Rockwell Schwartz

Title to come…

By, Rockwell Schwartz, Co-Founder of Students for Critical Animal Studies and Co-Leader of the Vassar Animal Rights Coalition

Abstract

In 2009, Vassar College announced plans to reduce the size of the local deer herd, at the time numbering approximately 70 individuals, through the use of sharpshooting at the 527.5 acre Vassar Farm and Ecological Preserve. This plan came as the result of ecological studies performed at the VFEP that purported the deer had an adverse effect on biodiversity and their size should be limited to between 10 and 15 individuals. Despite its scientific grounding, this plan—which would ultimately be carried out in January 2010 and claim 64 lives—was met with public outrage and widespread opposition. Following the 2010 killing the herd size ultimately increased to above its pre-shooting count, as the decimation of the herd set off a compensatory rebound. Despite this, Vassar College moved forward with plans for a second and third round of killing, in January 2013 and January 2015. The kills are intended to take place every other year for an as yet undetermined period of time, demonstrating their ineffectuality as a sustained solution to supposed overpopulation.

Two female ecology professors and the female Field Station and Ecological Preserve Manager initiated the killings. The female Dean of Strategic Planning and female president of the college signed them off on them. All five decision-makers are white women. Yet, throughout the plethora of documents regarding the killings are references to practices employed at substantially larger and white male-managed ecological preserves. Notably, the victims of the shootings were overwhelmingly and intentionally females, with those presently pregnant as particular targets.

Drawing on the work of ecofeminist thinkers, such as that of the late Marti Kheel, I attempt to provide an analysis of the events at Vassar College by situating them in a larger history of masculinist, white conservationism in the United States.

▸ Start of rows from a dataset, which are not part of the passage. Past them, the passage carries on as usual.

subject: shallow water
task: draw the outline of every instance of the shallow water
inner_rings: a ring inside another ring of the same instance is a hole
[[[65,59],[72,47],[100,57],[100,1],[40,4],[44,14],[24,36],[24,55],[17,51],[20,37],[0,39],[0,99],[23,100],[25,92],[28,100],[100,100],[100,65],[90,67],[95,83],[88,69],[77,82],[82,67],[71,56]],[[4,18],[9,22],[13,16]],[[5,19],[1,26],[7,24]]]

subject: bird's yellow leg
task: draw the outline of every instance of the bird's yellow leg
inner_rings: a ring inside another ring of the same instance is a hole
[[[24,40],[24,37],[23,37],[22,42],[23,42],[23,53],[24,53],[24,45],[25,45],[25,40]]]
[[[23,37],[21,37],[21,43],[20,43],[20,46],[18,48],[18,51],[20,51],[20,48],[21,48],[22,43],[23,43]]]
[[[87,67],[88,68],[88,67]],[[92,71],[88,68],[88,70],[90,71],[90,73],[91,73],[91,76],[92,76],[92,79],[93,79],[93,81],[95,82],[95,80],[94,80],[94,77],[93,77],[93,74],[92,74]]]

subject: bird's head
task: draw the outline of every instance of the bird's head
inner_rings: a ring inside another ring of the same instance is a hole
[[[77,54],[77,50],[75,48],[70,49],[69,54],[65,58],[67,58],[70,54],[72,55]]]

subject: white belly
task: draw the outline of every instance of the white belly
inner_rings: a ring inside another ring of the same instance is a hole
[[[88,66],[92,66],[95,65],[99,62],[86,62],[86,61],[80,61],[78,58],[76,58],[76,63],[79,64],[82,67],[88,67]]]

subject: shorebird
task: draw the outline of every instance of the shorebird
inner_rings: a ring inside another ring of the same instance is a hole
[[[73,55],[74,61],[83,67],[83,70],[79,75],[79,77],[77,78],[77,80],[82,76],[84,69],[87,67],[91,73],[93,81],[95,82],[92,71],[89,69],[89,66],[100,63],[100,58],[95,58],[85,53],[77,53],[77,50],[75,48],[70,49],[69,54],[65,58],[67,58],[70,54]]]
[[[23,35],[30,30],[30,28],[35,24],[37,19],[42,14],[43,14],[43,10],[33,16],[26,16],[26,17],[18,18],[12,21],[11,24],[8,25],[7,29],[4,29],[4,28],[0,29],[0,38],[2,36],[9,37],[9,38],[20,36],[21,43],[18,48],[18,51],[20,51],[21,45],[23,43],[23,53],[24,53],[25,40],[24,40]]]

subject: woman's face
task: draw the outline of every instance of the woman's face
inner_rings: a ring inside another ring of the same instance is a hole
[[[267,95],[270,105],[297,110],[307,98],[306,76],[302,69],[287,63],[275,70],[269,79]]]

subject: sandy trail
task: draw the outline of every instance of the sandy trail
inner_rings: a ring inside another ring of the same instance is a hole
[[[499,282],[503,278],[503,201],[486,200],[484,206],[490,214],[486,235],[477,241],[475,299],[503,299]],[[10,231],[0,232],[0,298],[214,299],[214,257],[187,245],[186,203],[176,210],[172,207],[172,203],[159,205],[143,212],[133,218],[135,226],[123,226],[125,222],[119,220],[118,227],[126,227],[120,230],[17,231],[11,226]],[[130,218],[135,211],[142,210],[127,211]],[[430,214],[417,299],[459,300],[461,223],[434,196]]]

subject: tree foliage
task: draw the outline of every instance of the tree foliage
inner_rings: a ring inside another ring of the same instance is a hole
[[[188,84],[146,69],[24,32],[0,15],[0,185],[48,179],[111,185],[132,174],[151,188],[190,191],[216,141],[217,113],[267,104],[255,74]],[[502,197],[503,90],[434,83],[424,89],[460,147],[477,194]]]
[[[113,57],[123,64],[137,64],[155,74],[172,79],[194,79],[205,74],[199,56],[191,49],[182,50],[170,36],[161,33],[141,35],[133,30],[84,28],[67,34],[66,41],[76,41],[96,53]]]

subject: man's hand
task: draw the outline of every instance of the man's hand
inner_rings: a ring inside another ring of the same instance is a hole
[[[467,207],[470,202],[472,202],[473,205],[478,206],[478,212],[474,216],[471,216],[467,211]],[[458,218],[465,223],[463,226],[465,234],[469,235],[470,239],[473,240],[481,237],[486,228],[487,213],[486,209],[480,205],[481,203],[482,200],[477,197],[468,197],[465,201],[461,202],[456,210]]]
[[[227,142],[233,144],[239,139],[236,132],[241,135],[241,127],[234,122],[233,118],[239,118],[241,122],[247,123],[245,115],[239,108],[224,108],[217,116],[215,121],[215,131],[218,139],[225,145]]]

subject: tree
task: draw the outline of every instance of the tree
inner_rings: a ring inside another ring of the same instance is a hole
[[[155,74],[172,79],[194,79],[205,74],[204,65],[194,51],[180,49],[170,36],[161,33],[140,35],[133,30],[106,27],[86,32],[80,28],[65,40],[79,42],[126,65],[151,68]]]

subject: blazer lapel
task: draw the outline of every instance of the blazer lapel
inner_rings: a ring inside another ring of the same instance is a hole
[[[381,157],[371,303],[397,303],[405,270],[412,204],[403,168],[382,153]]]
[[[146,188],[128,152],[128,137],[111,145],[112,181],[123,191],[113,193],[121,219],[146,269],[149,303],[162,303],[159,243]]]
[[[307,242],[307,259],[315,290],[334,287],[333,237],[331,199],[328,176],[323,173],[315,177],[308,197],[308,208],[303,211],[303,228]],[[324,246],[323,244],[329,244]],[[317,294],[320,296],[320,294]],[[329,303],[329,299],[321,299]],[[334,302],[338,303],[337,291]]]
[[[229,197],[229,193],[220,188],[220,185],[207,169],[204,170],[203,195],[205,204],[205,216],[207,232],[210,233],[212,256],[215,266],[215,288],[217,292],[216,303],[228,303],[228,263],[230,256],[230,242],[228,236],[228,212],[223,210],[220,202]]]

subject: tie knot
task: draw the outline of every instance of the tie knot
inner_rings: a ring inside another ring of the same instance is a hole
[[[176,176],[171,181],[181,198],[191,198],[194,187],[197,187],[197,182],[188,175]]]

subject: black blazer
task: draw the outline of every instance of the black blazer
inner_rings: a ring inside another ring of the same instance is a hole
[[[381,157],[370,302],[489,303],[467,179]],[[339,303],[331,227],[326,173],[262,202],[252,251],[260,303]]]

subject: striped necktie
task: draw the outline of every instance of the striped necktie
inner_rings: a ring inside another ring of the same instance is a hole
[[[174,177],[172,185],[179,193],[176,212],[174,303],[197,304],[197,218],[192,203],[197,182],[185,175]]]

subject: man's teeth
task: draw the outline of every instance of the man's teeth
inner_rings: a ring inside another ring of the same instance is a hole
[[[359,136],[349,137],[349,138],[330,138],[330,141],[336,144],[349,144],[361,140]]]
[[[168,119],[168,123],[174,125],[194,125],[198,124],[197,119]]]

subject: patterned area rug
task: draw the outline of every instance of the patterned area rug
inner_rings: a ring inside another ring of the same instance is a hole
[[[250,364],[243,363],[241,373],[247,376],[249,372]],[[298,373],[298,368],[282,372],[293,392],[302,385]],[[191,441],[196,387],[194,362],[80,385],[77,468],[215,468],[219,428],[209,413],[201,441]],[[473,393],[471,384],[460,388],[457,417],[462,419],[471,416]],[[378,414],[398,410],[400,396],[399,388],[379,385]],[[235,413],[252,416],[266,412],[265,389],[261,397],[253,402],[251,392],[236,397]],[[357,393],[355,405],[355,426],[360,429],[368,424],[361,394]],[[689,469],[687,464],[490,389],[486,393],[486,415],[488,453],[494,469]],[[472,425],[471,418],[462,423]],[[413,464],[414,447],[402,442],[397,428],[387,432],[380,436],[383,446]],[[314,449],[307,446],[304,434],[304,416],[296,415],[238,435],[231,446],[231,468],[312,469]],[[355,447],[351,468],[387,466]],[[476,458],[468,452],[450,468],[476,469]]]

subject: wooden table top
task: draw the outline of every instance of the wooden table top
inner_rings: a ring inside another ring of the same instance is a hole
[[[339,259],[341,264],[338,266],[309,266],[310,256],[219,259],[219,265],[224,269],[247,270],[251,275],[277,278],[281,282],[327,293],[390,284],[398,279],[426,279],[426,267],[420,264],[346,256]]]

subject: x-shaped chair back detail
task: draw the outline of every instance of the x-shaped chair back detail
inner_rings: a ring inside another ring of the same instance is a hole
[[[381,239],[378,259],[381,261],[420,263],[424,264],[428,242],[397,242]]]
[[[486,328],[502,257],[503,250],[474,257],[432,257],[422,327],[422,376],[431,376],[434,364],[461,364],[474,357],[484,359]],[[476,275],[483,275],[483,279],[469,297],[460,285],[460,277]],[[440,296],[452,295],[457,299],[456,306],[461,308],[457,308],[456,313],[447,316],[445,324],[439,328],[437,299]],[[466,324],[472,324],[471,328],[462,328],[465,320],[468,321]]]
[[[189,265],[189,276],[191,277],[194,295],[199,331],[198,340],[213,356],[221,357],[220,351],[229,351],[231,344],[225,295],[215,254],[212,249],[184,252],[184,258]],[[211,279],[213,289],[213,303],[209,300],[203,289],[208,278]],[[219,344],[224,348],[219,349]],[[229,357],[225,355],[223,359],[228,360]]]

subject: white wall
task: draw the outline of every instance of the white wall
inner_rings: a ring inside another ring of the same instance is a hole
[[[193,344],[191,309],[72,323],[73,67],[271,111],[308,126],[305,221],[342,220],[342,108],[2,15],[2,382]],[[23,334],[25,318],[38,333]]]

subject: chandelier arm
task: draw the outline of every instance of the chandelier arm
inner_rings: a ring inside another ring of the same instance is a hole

The historian Matt Cartmill states that “the connection of hunting with masculinity runs deep and hunters and their critics often comment on it. Hunting has been a historically male activity throughout most of Western history.” Kheel, author of Nature Ethics, states that in the latter half of the 1800s, middle-class America saw manhood and the environment as at risk. From there came “virile impulses” that established how men should engage with the natural environment and emerged the gentleman hunter. He blamed “the lower classes and nonwhite races for the destruction of wildlife” and “sought to portray their form of hunting as uniquely civilized, in contrast to instinctual, uncontrolled hunting of the savage ‘races’ and lower classes.” These white men would go on to establish conservationist policy and agencies, institutionalizing violence as science.

By drawing on this history, I seek to explore how white women operating in a traditionally male field and draw on male-dominated policy came to initiate and carry out repeated deer shootings at the small property at Vassar College.

Bio

Rockwell Schwartz is a senior majoring in “Science, Technology, and Society” at Vassar College in Poughkeepsie, NY, where she co-organized the first Students for Critical Animal Studies conference in February 2013 and helps lead the Vassar Animal Rights Coalition. She is also involved in human-centered social causes, working with hunger-relief and domestic violence services in Poughkeepsie. She lives with two rescued chickens, Tabitha and Letty.